In William Shakespeare’s King Lear, we see Lear diminish in both power and sanity within the play. At the beginning of the play, Lear recognizes that he is growing older and will need to divide his kingdom up between his daughters. However, he does it in a way that isn’t practical or smart. Lear asks, “Which of you shall we say doth love us most,/That we our largest bounty may extend/Where nature doth with merrit challenge” (act 1, scene 1, lines 56-58). Lear gives his oldest two daughters his kingdom based on their false flattery. Goneril manipulates Lear by saying, “Sir, I love you more than word can wield the/matter,/Dearer than eyesight, space, and liberty,” (act 1, scene 1, lines 60-62). Already in act 1, Lear trusts Goneril and Regan. When Cordelia tells Lear she loves him no more than a daughter should love her father, and that her actions should speak for her, Lear banishes her for speaking truthfully. Cordelia: “Unhappy that I am, I cannot heave/My heart into my mouth. I love your Majesty/According to my bond, no more nor less” (act 1, scene 1, lines 100-103). The reader begins to think that Lear is insane because he gave his entire kingdom to Goneril and Regan, who are malicious and plotting against him.
When Lear’s servant Kent tries to warn him of Goneril and Regan, Lear banishes him. Kent: “When Lear is mad. What wouldst thou do, old man?/Think’st thou that duty shall have dread to speak/When power to flattery bows? To plainness honor’s/bound/When majesty falls to folly” (act 1, scene 1, lines 163-166). The King is bowing to Goneril and Regan’s flattery. Lear banishes Kent “Five days we do allot thee for provision/To shield thee from disasters of the world,/And on the sixth to turn thy hated back/Upon our kingdom. If on the tenth day following/Thy banished trunk be found in our dominions,/The moment is thy death” (act 1, scene 1, lines 197-202). Lear banishes his most loyal follower, Kent. Readers are seeing major problems with Lear’s decision making because he bequeathed his kingdom to his lying daughters, and kicked out his trusted servant. This leads readers to question Lear’s sanity.

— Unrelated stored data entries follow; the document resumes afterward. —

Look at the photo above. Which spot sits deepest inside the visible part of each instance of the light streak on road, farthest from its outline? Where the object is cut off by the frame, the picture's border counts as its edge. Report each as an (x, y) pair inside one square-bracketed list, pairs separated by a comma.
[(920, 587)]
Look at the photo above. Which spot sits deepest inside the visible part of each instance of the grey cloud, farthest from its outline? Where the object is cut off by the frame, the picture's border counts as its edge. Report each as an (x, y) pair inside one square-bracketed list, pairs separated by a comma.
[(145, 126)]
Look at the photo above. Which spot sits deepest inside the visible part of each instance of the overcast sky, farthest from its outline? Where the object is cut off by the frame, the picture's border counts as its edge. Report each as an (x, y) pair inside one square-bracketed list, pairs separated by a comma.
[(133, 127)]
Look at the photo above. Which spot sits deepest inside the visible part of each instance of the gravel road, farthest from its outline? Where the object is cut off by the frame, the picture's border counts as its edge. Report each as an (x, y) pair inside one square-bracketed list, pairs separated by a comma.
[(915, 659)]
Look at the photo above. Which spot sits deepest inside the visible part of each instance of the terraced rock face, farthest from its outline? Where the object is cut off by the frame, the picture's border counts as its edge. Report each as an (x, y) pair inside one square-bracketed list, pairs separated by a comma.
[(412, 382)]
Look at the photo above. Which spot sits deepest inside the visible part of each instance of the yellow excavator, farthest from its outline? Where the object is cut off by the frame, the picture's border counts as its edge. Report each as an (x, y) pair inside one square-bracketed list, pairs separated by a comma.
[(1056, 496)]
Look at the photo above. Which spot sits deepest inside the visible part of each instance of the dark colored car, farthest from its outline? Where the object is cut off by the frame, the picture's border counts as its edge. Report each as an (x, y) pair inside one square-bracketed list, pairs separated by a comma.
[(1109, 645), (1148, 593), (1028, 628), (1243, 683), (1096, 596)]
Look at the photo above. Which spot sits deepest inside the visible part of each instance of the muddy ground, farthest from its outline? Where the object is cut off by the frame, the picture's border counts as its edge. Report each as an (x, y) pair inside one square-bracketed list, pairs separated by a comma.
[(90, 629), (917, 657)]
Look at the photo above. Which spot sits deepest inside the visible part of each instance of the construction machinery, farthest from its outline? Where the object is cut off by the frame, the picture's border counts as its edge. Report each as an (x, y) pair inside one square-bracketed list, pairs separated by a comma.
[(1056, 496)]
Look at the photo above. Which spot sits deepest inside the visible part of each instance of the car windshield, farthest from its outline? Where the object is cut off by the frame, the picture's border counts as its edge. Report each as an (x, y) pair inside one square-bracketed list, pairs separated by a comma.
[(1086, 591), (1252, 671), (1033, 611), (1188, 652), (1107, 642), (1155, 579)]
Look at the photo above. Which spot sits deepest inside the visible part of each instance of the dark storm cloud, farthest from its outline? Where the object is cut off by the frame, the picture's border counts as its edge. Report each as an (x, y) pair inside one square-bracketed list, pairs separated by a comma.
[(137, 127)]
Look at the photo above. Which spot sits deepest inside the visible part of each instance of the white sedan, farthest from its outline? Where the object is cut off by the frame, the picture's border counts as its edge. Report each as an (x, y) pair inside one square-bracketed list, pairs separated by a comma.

Later in act 1, Lear admits that he shouldn’t have banished Cordelia. Lear: (regarding Cordelia) “I did her wrong” (act 1, scene 5, line 24). He seems to be reflecting on his past actions. As the play progresses and Goneril and Regan show their true colors, Lear struggles because his own children have betrayed him. Lear: “I will have such revenges on you both/That all the world shall — I will do such things–/ What they are yet, I know not; but they shall be/The terrors of the earth!” (act 2, scene 4, lines 321-323). Lear finally realizes in this scene that his daughters are not who he thought they were, and he has become mad.
Lear rages at the storm due to the unfair treatment of his daughters towards him. He actually asks the weather to strike him with lightning. Lear: “You sulph’ rous anmd thought-executing fires,/Vaunt-couriers of oak-cleaving thunderbolts,/ Singe my white head!” (act 3, scene 2, lines 5-7). Lear is so plagued by what his daughters have done to him that he asks to be hit by a lightning bolt. Another instance when Lear isn’t thinking clearly is in act 4. Cordelia’s servants come to get the King, but he runs off and says they can take him back if they can catch him. “Then there’s life in ‘t. Come, an you get it, you/Shall get it by running. Sa, sa, sa ,sa!” (act 4, scene 6, lines 222-223). In the previous quotation, Lear is acting childish. His actions result in his downfall in the tragedy. And, it leaves readers in suspense to see if he is able to recover and take back his kingdom.